Botswana Congress Party (BCP) President, Dumelang Saleshando called for campaign reforms within his party at the just ended National Elective Congress in Kanye. He said it is clear from the election evaluation meetings that the party conducted after the general elections that there were a number of things that they should have done differently. According to Saleshando, one of the mistakes they made was spread themselves too thin with a limited campaign budget. “We deployed our limited resources in areas where it was evident that there were no structures to carry out an effective campaign, thereby denying the more functional structures the support they needed to cross the victory line. As a result, we lost wards and constituencies that we could have won if they had received greater monitoring and support by the national regional leadership.”
He thus proposed that they resolve to empower the leadership to strictly implement a categorization of constituencies that will guide their future participation in elections. He said previous attempts at this exercise were frustrated by structures and candidates who felt marginalized by the exercise, adding that prioritization of participation also needs to be applied in the case of by-elections.
“The elections in Botswana are becoming more competitive, with winning margins becoming slimmer in an increasing number of constituencies. Constituencies which we lost by the narrowest margins such as Ngami (48), Bobonong (120), Selibe Phikwe East (242) and Francistown East (245) would have been won if greater resources and time had been committed to such areas. While some may say this observation is tantamount to crying over spilt milk, it is important to learn our lessons and plan better for the future. Members of the BCP have generally been pessimistic about categorization of constituencies as we would all want our areas to be in the priority list. We must however note that where everything is a priority, nothing is a priority,” he said.

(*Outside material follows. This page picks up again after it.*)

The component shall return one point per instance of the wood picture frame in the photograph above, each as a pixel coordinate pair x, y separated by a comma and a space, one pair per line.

He noted that the BCP needs to adapt its future election strategy to the realities of the first past post electoral system. “With our 20 percent of the popular vote, we only secured 5 percent of the seats in the National Assembly. For the BDP, their 46 percent of the vote delivered 65 percent of the seats and for the UDC their 30 percent of the votes secured a corresponding 30 percent of the seats. If we put the time point differently, with the 140, 998 votes that we polled, to only get three seats that means we were investing our resources such that we secure a seat in parliament after every 47 000 votes while the BDP was delivering a seat after every 8 666 votes and the UDC coming in with 12 183 votes for every seat. Votes do not come for free, every vote represents resources, campaign time and effort that should be channeled in the most efficient manner. If we do not change strategy and accept the realities on the FPTP system, we will continue to grow our popular vote with corresponding increase in the parliamentary seats. This is a counterproductive undertaking,” he said.
Saleshando also emphasized the importance of reaching youth through youth friendly mediums, something he said the party failed to do in the last general election. “This was the first election in Botswana that was contested during the epoch of social media. The social media generation depends on social media for information that shapes their decisions. The BCP was not visible as other parties on social media such as Facebook. We just did not have a plan on using social media to advance or defend the party. The youth on social media imbibed the anti BCP propaganda churned out by our opponents,” he said, adding that, going forward, there is need to give greater attention to the youth vote and innovate on how the party can communicate with the youth on social media through mediums they are familiar with and address issues that matter to them.